Hey folks!
Long-time lurker, finally got something worth posting. For the last month I’ve been tinkering away on a little home lab for comparing local LLMs — half because I genuinely needed it, half because, well, you know how it goes once a project grabs you.
The result is Toolery, and I’d love for you to take it for a spin. My hope is that it actually earns a spot in your toolkit rather than collecting dust in your bookmarks.
Fair warning, though: like every free tool and every benchmark ever made, it’s not perfect — but it can hand you the answers you’ve been hunting for. So grab a coffee, point it at your endpoint, and let’s see what your rig is really made of.
If you’ve spent any real time building out a homelab, you know the loop. There’s a box humming in the closet, maybe a node or two, vLLM or llama.cpp serving a model on port 8000. You pull a fresh quant, swap the served model, nudge a sampler setting, and then… what? You fire off a handful of prompts, it feels about right, and you move on. That gut-feel step is the weakest link in the whole setup, and it’s exactly the gap I built Toolery to close.
Toolery is a deterministic benchmark for LLM tool-calling. It runs a model through 143 hand-written scenarios across four difficulty tiers — 40 easy, 45 medium, 34 hard, 24 very-hard — and scores every run with plain assertions over the tool calls, arguments, and final text. No model-as-judge anywhere in the pipeline, which means two things that matter for a home setup: it costs nothing to run, and the same run gives you the same number every time. You can diff results instead of squinting at them.
It’s built for people serving their own models. Point it at any OpenAI-compatible endpoint and it works, but the whole thing is shaped around local serving — vLLM, llama.cpp, SGLang — and it’s cluster-aware, so the same model on a single node versus a multi-node topology gets tracked as a separate config rather than smeared together. There’s a terminal dashboard (TUI) that probes your common ports, finds the live endpoint, launches the run in the background, and shows progress as it goes. You don’t leave the console.
The part I find most useful is the capability matrix. Instead of one blurry “score,” you get separate columns for things like agentic planning, error recovery, parameter precision, state tracking, instruction following, restraint, and calibration/hallucination. That’s where you actually learn something — a model can look great overall and still fall apart on, say, recovering from a bad tool result, which is the kind of thing that quietly wrecks an agent in production.

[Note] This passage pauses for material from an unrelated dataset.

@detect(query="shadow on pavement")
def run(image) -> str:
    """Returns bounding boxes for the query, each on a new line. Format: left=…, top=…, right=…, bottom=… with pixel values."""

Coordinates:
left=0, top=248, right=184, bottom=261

One thing worth saying plainly: treat the numbers as a compass, not a verdict. 143 scenarios is a solid signal, but it isn’t your workload, your tools, or your latency budget. The README itself flags that gaps under ~2 percentage points are noise. Use Toolery to shortlist candidates, catch a regression after you change a quant, or sanity-check a new model before you trust it — not to crown a single “best” model and stop thinking. The real test is still your own prompts running against your own tools.
Getting started is short:
git clone https://github.com/karolpalys/toolery.git
cd toolery
uv sync
export TOOLERY_BASE_URL=http://localhost:8000
uv run toolery run --model my-model --adapter raw --tier easy --trials 3
uv run toolery tui
That last line opens the dashboard once you’ve got a run or two recorded.
It’s MIT-licensed and on GitHub: https://github.com/karolpalys/toolery — happy to hear what breaks, what’s confusing, or what scenarios you’d want added. If you’re already serving models at home, I think you’ll get something out of it.
I’m wide open to any feedback just a heads-up that my bandwidth’s going to be a bit thin for a while, so be gentle if I’m slow to reply. I’m absolutely planning to keep developing this, but what’s already in there should be useful as is.
One last thing worth pointing you at: the Profiles tab. That’s where it gets genuinely handy instead of staring at a wall of numbers, you can pick a local LLM based on what you actually need it for. It rebalances the weighting across capabilities depending on the job, so a model tuned for agentic coding bubbles up for one profile and a tidy structured-output workhorse wins for another. Saves you the mental gymnastics of deciding which columns matter today.
That’s it from me go break it, and let me know how it goes.